Авось и я пойму их пользу и передам другим.

— Отчего же нет? Она будет Вам очень рада. Только теперь она, кажется, не вернулась еще с купанья. А вот не угодно ли Вам покамест войти к ним на двор? Там её племянница да дочь моя. А я между тем пойду к ней навстречу и предупрежу её о
— Вашем желании.
— Пожалуйста. Вот я и отдохну у Вас сегодня. Ведь Вы позволите мне остаться у Вас только до завтра?

— Помилуйте! Вы имеете полное право остаться у нас сколько Вам угодно.

Станция казённая, а Вы проезжающий.

— Знаю, но, может быть, я Вас стесню. Проезжающих здесь много, и если все у Вас остановятся, то это, чай, будет для Вас небольшая находка.

— Отчего ж? Я всегда рад добрым людям. Не угодно ли Вам за мной?

Выйдя из сеней. мы очутились на почтовом дворе. Везде было чисто и покойно.

Ямщики начинали поить лошадей и разносить по яслям сено. Солнце сходило к закату.

Ветер стихал. Слышны были далёкий шум морских волн и близкий противный крик л ослов, гулявших по задворью. Множество гусей, уток, кур и индеек расходилось уже по местам ночлега; свиней не было. Мы перешли двор.

Перед входом низенького домика, которого угол я видел уже в окно, вокруг стола, на котором кипел большой ярко блестящий самовар, сидели две молоденькие девушки и подле них мужчина. Одна из девушек читала вслух какую-то книгу, другая, слушая её и помирая со смеху, занималась приготовлением чая. Мужчина был с усами; но по платью я не мог тотчас причислить его ни к одному из известных мне сословий.
Синей китайки кафтан на нём был полурасстёгнут. Вместо пуговиц кафтан его переплетен был на груди красным шнурком, петлями и узорами.
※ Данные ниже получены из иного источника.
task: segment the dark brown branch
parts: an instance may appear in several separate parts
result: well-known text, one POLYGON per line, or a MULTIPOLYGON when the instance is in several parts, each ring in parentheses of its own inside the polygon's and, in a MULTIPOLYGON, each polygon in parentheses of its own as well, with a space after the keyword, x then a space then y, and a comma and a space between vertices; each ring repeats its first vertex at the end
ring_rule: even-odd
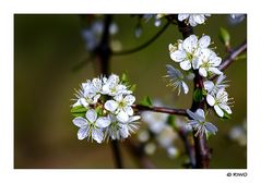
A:
POLYGON ((144 147, 141 143, 135 143, 131 139, 126 141, 126 145, 131 155, 137 159, 140 168, 143 169, 155 169, 153 162, 145 156, 144 147))
POLYGON ((173 109, 173 108, 165 108, 165 107, 147 107, 142 105, 134 105, 132 107, 134 109, 138 109, 139 111, 153 111, 153 112, 162 112, 162 113, 188 117, 185 109, 173 109))
POLYGON ((135 47, 135 48, 131 48, 129 50, 114 51, 112 54, 114 56, 126 56, 126 54, 131 54, 131 53, 138 52, 138 51, 146 48, 147 46, 150 46, 153 41, 155 41, 165 32, 165 29, 168 27, 168 25, 169 25, 169 22, 166 23, 159 32, 157 32, 151 39, 149 39, 144 44, 142 44, 142 45, 135 47))
MULTIPOLYGON (((239 54, 247 51, 247 40, 245 40, 241 45, 230 51, 230 54, 218 66, 221 71, 226 70, 239 54)), ((217 75, 213 75, 210 80, 214 80, 217 75)))
MULTIPOLYGON (((177 19, 177 16, 176 16, 177 19)), ((185 22, 178 22, 179 32, 181 32, 183 39, 189 37, 193 34, 193 28, 186 24, 185 22)), ((203 78, 200 76, 199 71, 194 70, 194 90, 195 89, 202 89, 203 88, 203 78)), ((204 100, 202 101, 194 101, 191 106, 191 111, 195 111, 197 109, 203 109, 204 108, 204 100)), ((197 131, 193 131, 193 134, 195 134, 197 131)), ((205 135, 193 135, 194 139, 194 152, 195 152, 195 168, 205 169, 210 168, 210 150, 206 145, 206 137, 205 135)))

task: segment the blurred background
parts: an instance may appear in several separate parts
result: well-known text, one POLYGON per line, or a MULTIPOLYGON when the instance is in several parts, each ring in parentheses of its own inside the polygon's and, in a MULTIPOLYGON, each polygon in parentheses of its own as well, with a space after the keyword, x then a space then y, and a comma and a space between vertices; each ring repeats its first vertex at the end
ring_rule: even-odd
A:
MULTIPOLYGON (((103 20, 103 16, 97 16, 103 20)), ((115 50, 134 48, 164 26, 155 26, 154 19, 143 21, 134 15, 114 15, 117 25, 111 47, 115 50)), ((194 33, 210 35, 216 52, 225 58, 227 52, 218 39, 220 27, 232 36, 232 47, 241 44, 247 37, 247 17, 240 23, 230 23, 228 15, 212 14, 205 25, 198 25, 194 33)), ((79 141, 78 127, 70 113, 74 88, 87 78, 97 76, 95 63, 88 60, 88 50, 83 37, 85 23, 80 15, 62 14, 15 14, 14 15, 14 168, 114 168, 109 143, 98 145, 79 141)), ((190 108, 192 89, 188 96, 176 95, 166 87, 166 64, 175 64, 169 58, 168 45, 175 44, 181 34, 175 25, 168 28, 153 44, 143 50, 114 56, 111 72, 128 74, 130 83, 137 84, 137 101, 144 96, 161 99, 165 106, 190 108)), ((226 71, 230 87, 229 97, 235 100, 230 120, 210 119, 218 132, 211 137, 213 148, 211 168, 247 168, 246 136, 239 136, 247 123, 247 61, 235 61, 226 71), (237 138, 235 138, 237 139, 237 138)), ((190 85, 191 86, 191 85, 190 85)), ((246 134, 245 134, 246 135, 246 134)), ((131 138, 137 141, 137 135, 131 138)), ((126 168, 139 168, 135 159, 120 143, 126 168)), ((183 151, 182 144, 177 148, 183 151)), ((169 159, 164 149, 156 149, 149 158, 157 168, 181 169, 186 156, 169 159)))

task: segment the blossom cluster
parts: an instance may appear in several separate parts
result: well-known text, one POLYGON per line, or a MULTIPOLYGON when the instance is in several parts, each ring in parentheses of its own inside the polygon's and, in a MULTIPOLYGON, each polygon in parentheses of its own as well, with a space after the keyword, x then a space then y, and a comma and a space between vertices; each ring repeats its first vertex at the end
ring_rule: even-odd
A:
POLYGON ((79 139, 123 139, 138 129, 140 115, 132 108, 135 97, 118 75, 87 80, 75 96, 71 112, 73 124, 80 127, 79 139))
MULTIPOLYGON (((199 74, 203 80, 204 88, 194 91, 193 96, 205 97, 210 108, 213 108, 220 118, 227 118, 232 114, 229 105, 232 103, 226 91, 227 82, 224 81, 226 76, 218 69, 222 59, 210 48, 211 38, 203 35, 198 38, 191 35, 185 40, 178 40, 175 45, 169 45, 170 59, 177 63, 183 72, 199 74), (218 75, 214 83, 211 77, 218 75)), ((178 94, 182 91, 188 94, 189 87, 186 84, 186 77, 177 68, 167 64, 167 77, 169 77, 170 86, 178 88, 178 94)), ((205 121, 205 113, 202 109, 195 112, 187 111, 190 117, 190 126, 199 133, 215 134, 217 129, 210 122, 205 121)))

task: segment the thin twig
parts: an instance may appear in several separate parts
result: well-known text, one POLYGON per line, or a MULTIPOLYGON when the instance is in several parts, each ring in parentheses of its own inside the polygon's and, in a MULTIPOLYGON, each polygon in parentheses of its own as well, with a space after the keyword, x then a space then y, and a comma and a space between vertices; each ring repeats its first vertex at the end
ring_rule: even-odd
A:
MULTIPOLYGON (((177 19, 177 16, 176 16, 177 19)), ((187 37, 189 37, 190 35, 193 34, 193 28, 186 24, 185 22, 180 22, 178 21, 178 27, 179 27, 179 32, 182 34, 183 39, 186 39, 187 37)), ((199 71, 198 70, 193 70, 194 72, 194 90, 195 89, 202 89, 203 88, 203 78, 202 76, 200 76, 199 71)), ((204 100, 202 101, 195 101, 192 99, 192 106, 191 106, 191 110, 195 111, 197 109, 203 109, 204 108, 204 100)), ((195 134, 197 131, 193 131, 193 134, 195 134)), ((204 135, 193 135, 193 139, 194 139, 194 152, 195 152, 195 167, 194 168, 210 168, 210 150, 209 147, 206 145, 206 137, 205 134, 204 135)))
POLYGON ((131 139, 126 141, 126 147, 131 152, 131 155, 137 159, 140 168, 143 169, 155 169, 156 167, 149 159, 149 157, 144 154, 144 147, 141 143, 135 143, 131 139))
POLYGON ((174 109, 174 108, 166 108, 166 107, 147 107, 143 105, 133 105, 132 107, 134 109, 138 109, 139 111, 153 111, 153 112, 162 112, 162 113, 188 117, 186 109, 174 109))
MULTIPOLYGON (((99 66, 99 71, 102 74, 108 76, 109 74, 109 59, 111 57, 111 51, 109 47, 109 25, 112 21, 111 15, 105 15, 104 20, 104 30, 102 35, 100 42, 98 47, 95 50, 95 53, 97 56, 97 63, 99 66)), ((115 157, 115 164, 118 169, 122 169, 122 158, 119 149, 118 141, 111 142, 111 148, 115 157)))
POLYGON ((135 48, 131 48, 131 49, 128 49, 128 50, 123 50, 123 51, 114 51, 112 52, 112 56, 124 56, 124 54, 131 54, 131 53, 134 53, 134 52, 138 52, 144 48, 146 48, 147 46, 150 46, 153 41, 155 41, 164 32, 165 29, 168 27, 170 23, 166 23, 163 28, 157 32, 151 39, 149 39, 147 41, 145 41, 144 44, 135 47, 135 48))
MULTIPOLYGON (((230 54, 218 66, 218 70, 225 71, 239 54, 247 50, 247 40, 245 40, 241 45, 230 51, 230 54)), ((210 80, 214 80, 217 75, 213 75, 210 80)))

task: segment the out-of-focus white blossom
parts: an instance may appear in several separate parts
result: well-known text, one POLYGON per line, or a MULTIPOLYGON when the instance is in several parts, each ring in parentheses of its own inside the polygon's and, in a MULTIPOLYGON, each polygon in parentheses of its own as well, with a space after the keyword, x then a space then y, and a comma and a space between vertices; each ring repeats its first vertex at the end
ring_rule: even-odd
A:
POLYGON ((178 14, 178 20, 185 21, 187 24, 191 26, 197 26, 198 24, 203 24, 206 20, 206 16, 211 16, 211 14, 186 14, 180 13, 178 14))
POLYGON ((106 137, 123 139, 138 127, 140 115, 134 115, 135 97, 118 75, 100 76, 82 83, 76 91, 72 111, 73 123, 80 127, 79 139, 93 138, 102 143, 106 137), (80 115, 79 115, 80 114, 80 115))

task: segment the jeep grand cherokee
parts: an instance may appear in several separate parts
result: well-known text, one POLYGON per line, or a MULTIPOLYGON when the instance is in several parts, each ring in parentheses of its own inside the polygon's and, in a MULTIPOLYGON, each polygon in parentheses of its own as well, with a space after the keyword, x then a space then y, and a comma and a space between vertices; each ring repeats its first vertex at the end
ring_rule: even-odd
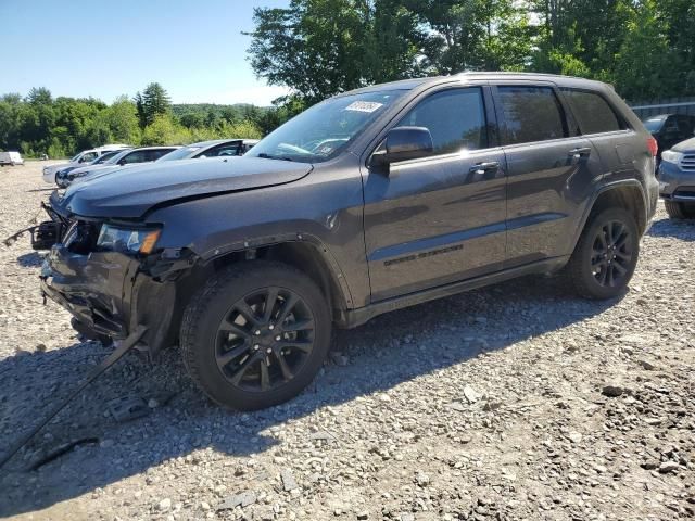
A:
POLYGON ((178 343, 214 401, 296 395, 331 328, 527 274, 618 295, 658 196, 656 142, 612 88, 462 74, 326 100, 242 157, 71 187, 42 291, 81 332, 178 343))

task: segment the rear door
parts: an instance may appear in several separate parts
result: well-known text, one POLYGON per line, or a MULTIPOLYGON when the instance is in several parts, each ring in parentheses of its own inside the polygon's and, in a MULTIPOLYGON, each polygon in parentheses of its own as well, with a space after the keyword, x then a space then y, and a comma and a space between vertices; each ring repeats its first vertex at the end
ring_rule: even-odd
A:
POLYGON ((601 175, 598 154, 552 82, 501 81, 494 92, 508 170, 505 267, 567 255, 577 214, 601 175))
POLYGON ((372 301, 502 269, 505 169, 492 105, 484 86, 447 86, 393 125, 428 128, 434 151, 365 177, 372 301))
Из-под щегольского кафтана виден был желто-китайчатый жилет с блестящими пуговицами, а широкие серой парусины шаровары совершенно закрывали стул, на котором сидел этот кавалер, немного развалившись.
Красная и мускулистая его шея была свободна от галстука, который вполне заменялся откидным воротником белой рубашки. Соломенная, простой работы, шляпа помешалась у него на колене и придерживалась красной и мускулистой рукой. Другая рука его была заложена за зелёный пояс, которым перетянут был его стройный стан. С низко остриженной головы спадал длинный клок черных волос, замотанный за правое ухо… Из-под черных бровей светились живые глаза, а на открытом, бронзового цвета, челе заметны были морщины, хотя вся фигура его говорила, что он был далеко ещё от старости.

— Вот Вам гость, господа. Прошу принять его благородие в свою компанию, а я пойду к Катерине Васильевне! — сказал смотритель, подведя меня к обществу.

— Я поклонился. Все привстали со своих мест. Мужчина оказался почти вдвое выше меня ростом. Смотритель ушёл.

— Очень приятно Вас видеть. Не угодно ли Вам садиться! — сказала мне девушка, читавшая до того книгу.

— Громадный кавалер молча подал мне стул, на котором он сидел, а сам пошёл за другим. Мы сели.

— Что Вы это читаете? — спросил я, не найдясь с лучшим вопросом.

— Читаем «Мертвые души», — отвечала державшая в руках книгу.

Говорившая это была девушка лет семнадцати. Маленькое, почти детское и живое лицо её немало пострадало от загара. Её нельзя было назвать ни блондинкой, ни брюнеткой. Одета она была в самое простенькое платьице из какой-то материи вроде коленкора. Белый батистовый воротничок окаймлял слегка загоревшую её шейку.

Каштановые волосы её были собраны густыми прядями назад, как в причёске а а chinoise. Казалось, она редко смотрела в лицо разговаривавшему с ней, что придавало ей вид постоянной стыдливости и составляло в то же время особенность её девической прелести.
Тонких очертаний личико её сияло чем-то неуловимым. Ручки её были нежны, довольно полны и стройны. Тонкие и белые пальчики, на которых не заметно было ни одного колечка, просвечивались почти насквозь. Досадно только, что за длинным платьем совершенно нельзя было заметить её ножек. Но верхом красоты её была талья, перехваченная чёрной лентой.

— Как видно, Вам здесь не скучно? — спросил я.
— О, напротив того! — отвечала красавиц, — нам очень весело; здесь всё так хорошо.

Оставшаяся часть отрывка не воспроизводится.